Currently Intel's AVX-512 clocks significantly down under load, so there is no
speed gain by broader bit-width compared to AVX2, may change in future. Also
there is an trend to multiple Vector Units per CPU core underway.

Transhuman Chess with NN and RL...

Some people argue that the art of writing a chess engine lies in the evaluation function. A programmer gets into the expert knowledge of the domain of chess and encodes this via evaluation terms in his engine. We had the division between chess advisor and chess programmer, and with speedy computers our search algorithms were able to reach super-human level chess and outperform any human. We developed automatic tuning methods for the values of our evaluation functions but now with Neural Networks and Reinforcement Learning present I wish to point that we entered another kind of level, I call it trans-human level chess.

If we look at the game of Go this seems pretty obvious, I recall one master naming the play of A0 "Go from another dimension". A super-human level engine still relies on handcrafted evaluation terms human do come up with (and then get tuned), but a Neural Network is able to encode evaluation terms humans simply do not come up with, to 'see' relations and patterns we can not see, which are beyond our scope, trans-human, and the Reinforcement Learning technique discovers lines which are yet uncommon for humans, trans-human.

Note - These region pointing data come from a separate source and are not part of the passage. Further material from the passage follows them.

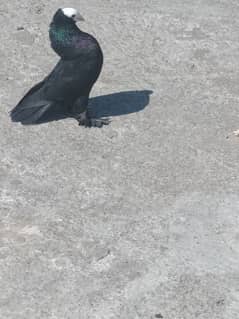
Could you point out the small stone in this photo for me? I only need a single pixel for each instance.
(236, 133)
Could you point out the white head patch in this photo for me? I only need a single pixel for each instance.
(69, 12)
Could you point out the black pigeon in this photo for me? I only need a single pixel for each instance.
(65, 91)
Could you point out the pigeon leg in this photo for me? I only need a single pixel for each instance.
(85, 120)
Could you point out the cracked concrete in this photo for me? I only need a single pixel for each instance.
(138, 219)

As mentioned, pretty obvious for Go, less obvious for chess, but still applicable. NNs replacing the evaluation function is just one part of the game, people will come up with NN based pruning, move selection, reduction and extension. What is left is the search algorithm, and we already saw the successful mix of NNs with MCTS and classic eval with MCTS, so I am pretty sure we will see different kind of mixtures of already known (search) techniques and upcoming NN techniques. Summing above up, the switch is now from encoding the expert knowledge of chess in evaluation terms to encoding the knowledge into NNs and use them in a search algorithm, that is what the paradigm shift since A0 and Lc0 and recently NNUE is about, and that is the shift to what I call trans-human chess.

NNs are also called 'black-boxes' cos we can not decode what the layers of weights represent in an human-readable form, so I see here some room for the classic approach, can we decode the black-box and express the knowledge via handcrafted evaluation terms in our common programming languages?

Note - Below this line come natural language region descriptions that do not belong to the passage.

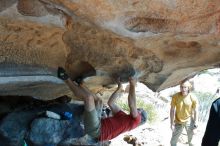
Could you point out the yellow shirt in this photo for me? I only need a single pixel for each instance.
(184, 106)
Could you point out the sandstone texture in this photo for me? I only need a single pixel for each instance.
(161, 42)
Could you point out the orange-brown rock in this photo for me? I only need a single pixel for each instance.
(162, 42)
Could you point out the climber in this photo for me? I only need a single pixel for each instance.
(110, 127)
(183, 113)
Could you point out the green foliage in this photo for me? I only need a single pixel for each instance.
(149, 108)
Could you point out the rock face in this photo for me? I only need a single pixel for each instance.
(161, 42)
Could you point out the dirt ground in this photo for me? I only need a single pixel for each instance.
(158, 134)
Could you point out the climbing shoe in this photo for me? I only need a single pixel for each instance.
(61, 73)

Currently NNs outperform human expert-systems in many domains, this not chess or Go specific, but maybe the time for the question of reasoning will come, a time to decode the black-boxes, or maybe the black-box will decode itself, yet another level, time will tell.

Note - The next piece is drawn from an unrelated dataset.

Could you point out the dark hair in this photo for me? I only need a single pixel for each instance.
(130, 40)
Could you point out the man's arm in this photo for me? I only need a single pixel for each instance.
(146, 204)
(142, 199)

Eta - v0600 - The next step for LC0?

I know, LC0's primary goal was an open source adaptation of A0, and I am not into the Discord development discussions and alike, anyway, my 2 cents on this:

  • MCTS-PUCT search was an descendant from AlphaGo, generalized to be applied on Go, Shogi and Chess, it can utilize a GPU via batches but has its known weaknesses, tactics in form of "shallow-traps" in a row, and end-game.
  • A CPU AB search will not work with NN on GPU via batches.
  • NNUE makes no sense on GPU.
  • LC0 has a GPU-cloud-cluster to play Reinforcement Learning games.
  • LC0 plays already ~2400(?) Elo with an depth 1 search alone.
  • It is estimated that the NN eval is worth 4 plies AB search.

Looking at the above points it seems pretty obvious what the next step for LC0 could be, drop the weak part, MCTS-PUCT search, ignore AB and NNUE, and focus what LC0 is good at. Increase the plies encoded in NN, increase the Elo at depth 1 eval.

To put it to an extreme, drop the search part completely, increase the CNN size 1000 fold, decrease NPS from ~50K to ~50, add multiple, increasing sized NNs to be queried stepwise for Time Control.

Just thinking loud...

LC0 vs. NNUE - some tech details...

- LC0 uses CNNs, Convolutional Neural Networks, for position evaluation
- NNUE is currently a kind of MLP, Multi-Layer-Perceptron, with incremental updates for the first layer

- A0 used originally about 50 million neural network weights
- NNUE uses currently about 10 million weights? Or more, depending on net size

- LC0 uses a MCTS-PUCT search
- NNUE uses the Alpha-Beta search of its "host" engine

- LC0 uses the Zero approach with Reinforcement Learning on a GPU-Cloud-Cluster
- NNUE uses initial RL with addition of SL, Supervised Learning, with engine-engine games

- LC0 runs the NN part well on GPU (up to hundreds of Vector-Units) via batches
- NNUE runs on the Vector-Unit of the CPU (SSE, AVX, NEO), no batches in need

Cos NNUE runs a smaller kind of NN on a CPU efficient it gains more NPS in an AB search than previous approaches like Giraffe, you can view it in a way that it can combine both worlds, the LC0 NN part and the SF AB search part, on a CPU.

Eta - v0600

Okay, let's do an timewarpjump back to the year 2008 and figure out how we could use the hardware back then for an neural network based chess engine.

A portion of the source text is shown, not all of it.